Тиур - вестник Рарога. Часть семнадцатая

Камень диковинно светился, завораживая зелёными омутами, в которых созревал огненный цветок. Он лежал на обшарпанном столе в неказистом домишке на окраине Кральграда и был настолько неуместен в затхлом, пыльном помещении, что Нельве захотелось схватить его, огладить, словно беспокойного жеребёнка, и унести куда подальше - в поющий лес, на берег реки, в заливные луга или хотя бы к себе домой. Но она продолжила смиренно стоять на коленях, надев на лицо "маску" безысходности и рабского служения. В углу, на соломенном матрасе, остро пахнущим мышами и мочой, скорчился ребёнок - мальчишка лет семи, с безумными глазами и распухшим ртом. С него недавно сняли верёвки, но он продолжал лежать так, словно путы немилосердно стягивали его тело.
- Сын зеленщика Парриуса, - узнала ребёнка Нельва и вспомнила, как малыш вместе с отцом привозил в город пучки разноцветной редиски, "головастую" капусту, засахаренные стебли дягиля, связки чеснока и лука, круглые патиссоны, похожие на глиняные миски, сладкий и острый перец, бобовые стручки и... травы - благоухающие, терпкие, остро-звонкие, мятно-свежие, сладно-томные, нарушающие привычное течение мыслей и заставляющие по-иному чувствовать.
Мигеш был поздним ребёнком и рядом с седым отцом гляделся счастливым внуком, которому разрешено то, что строго запрещают детям. Лишь сходство удлинённых глаз и "птичьего" носа позволило чародейке опознать юного огородника. Радость была извлечена из него, будто сухой горох из бычьего пузыря-трещотки, и теперь он напоминал яблоко, провисевшее всю зиму на ветке, пустое под ветхой кожицей.
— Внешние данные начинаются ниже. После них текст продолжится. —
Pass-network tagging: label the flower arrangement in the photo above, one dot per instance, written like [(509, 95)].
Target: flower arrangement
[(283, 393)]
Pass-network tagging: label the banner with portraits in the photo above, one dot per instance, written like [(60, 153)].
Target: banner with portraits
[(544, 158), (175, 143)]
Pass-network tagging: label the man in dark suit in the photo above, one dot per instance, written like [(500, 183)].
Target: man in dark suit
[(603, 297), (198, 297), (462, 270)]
Внутри Нельвы всё кипело, но она старательно скрывала пламя, надеясь выманить колдуна, превратившего её родной город в развалины.
Перед ней, выпятив брюхо, стоял Шверкикл и азартно обсуждал с лакеем женские качества "пленницы".
- Глянь-ка, - осклабился он, похотливо проводя ладонью по лифу платья. - Сиськи у неё упругие, словно две дыньки в ивовой корзине. И, наверняка, такие же сладкие и сочные! Вытащил бы их сейчас на пробу да маг запретил!
Шверкикл закатил глаза и прогнусавил, подражая своему "партнёру":
- Материал мне не порть! От "огрызков" силы мало и для бессмертия они не годятся.
Лакей глупо хихикнул:
- Да такую всю "обкусаешь" и ещё десятерым останется! Хитрит колдун - хочет заграбастать себе в личное пользование "овражек" между бабьих ног, чтобы в любое время в него тыкать своим "шестом". Будь я магом, так бы и поступил! А, может, мы по-тихому ею попользуемся? У меня хозяйство торчком стоит от её близости!
- Завяжи свой "конец" узлом, а гульфик набей песком, - хозяин оттолкнул его от Нельвы. - Колдун враз поймёт, что мы его "курочку" потоптали. И за это тебе оторвёт яйца и скормит их свиньям, а меня... Меня он лишит шанса на вечную жизнь! Пусть он сам к ней пристраивается: хоть спереди, хоть сзади, хоть на шкафу, хоть в болоте! Думаю, что опосля и нам разрешит её подолбить. Бабе впрок идёт, когда её согласия никто не спрашивает и потчует во все дырки.
Нельва окаменела, стараясь не выпустить ярость из "солнечного сплетения". Она могла уничтожить этих "козлов" взглядом, даже не прибегая к сложным заклинаниям. Но тогда бы маг исчез и продолжил свои опыты более скрытно. Ласковая ведьма ждала, терпеливо снося грязные слова и прикосновения.
В комнате резко похолодало, и прямо из воздуха шагнул мужчина в тёмной мантии. Он отослал Шверкикла с лакеем, провёл по двери рукой, сравнивая её со стеной, возвёл вокруг себя и Нельвы тройное силовое поле и откинул капюшон плаща:
- Здравствуй, моя любовь! Теперь ты не оттолкнёшь меня, ведьма Кральграда!
Нельва едва удержалась от крика - перед ней кривил тонкие губы Триголас, чародей, безуспешно добивающийся её ответной страсти, волшебник, первым погибший в городе от странного мора.
- Обычно воскресают те, кто заранее готовит для себя рай, - сказал Триголас и наклонился над своей жертвой.